AI (Artificial Intelligence)ChatGPT vs Claude AI: Carbon Footprints, Pentagon Deal, and Energy Impact

ChatGPT vs Claude AI: Carbon Footprints, Pentagon Deal, and Energy Impact

In late February 2026, OpenAI reached a deal that allows its artificial intelligence (AI) tools run inside the U.S. Department of Defense’s (DoD) classified computer systems. CEO Sam Altman said this deal includes safety limits on mass surveillance and use in weapons systems.

The announcement came shortly after the Trump administration ordered U.S. agencies to stop using rival AI company Anthropic’s technology.

This moment highlighted how AI is becoming linked with national security.
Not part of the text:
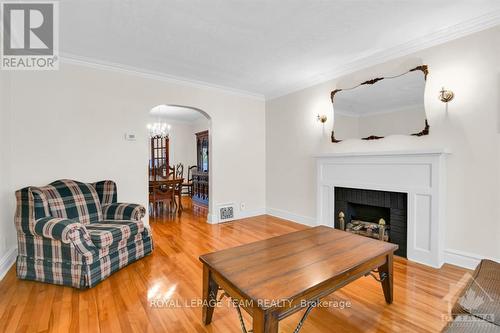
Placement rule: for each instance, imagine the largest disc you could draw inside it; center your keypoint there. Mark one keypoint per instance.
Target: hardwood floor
(160, 292)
It also showed how two leading AI models — OpenAI’s ChatGPT and Anthropic’s Claude AI — are now part of major technology debates. At the same time, their energy use and carbon footprints matter to people, organizations, and climate policy makers.

This article compares ChatGPT and Claude AI using data from credible research. It explains their environmental impact, why it matters, and how it connects to broader issues in technology and climate.

Why Every Query Counts: AI’s Hidden Carbon Cost

AI systems run on large computer networks called data centers. These centers use electricity and water. They also produce carbon dioxide (CO₂), a major contributor to climate change.

The size of the AI model and how often it is used affect its environmental costs. A single AI query may use only a small amount of energy. But billions of queries add up quickly. Data centers for AI are part of a fast‑growing electricity demand that could shape future carbon emissions patterns.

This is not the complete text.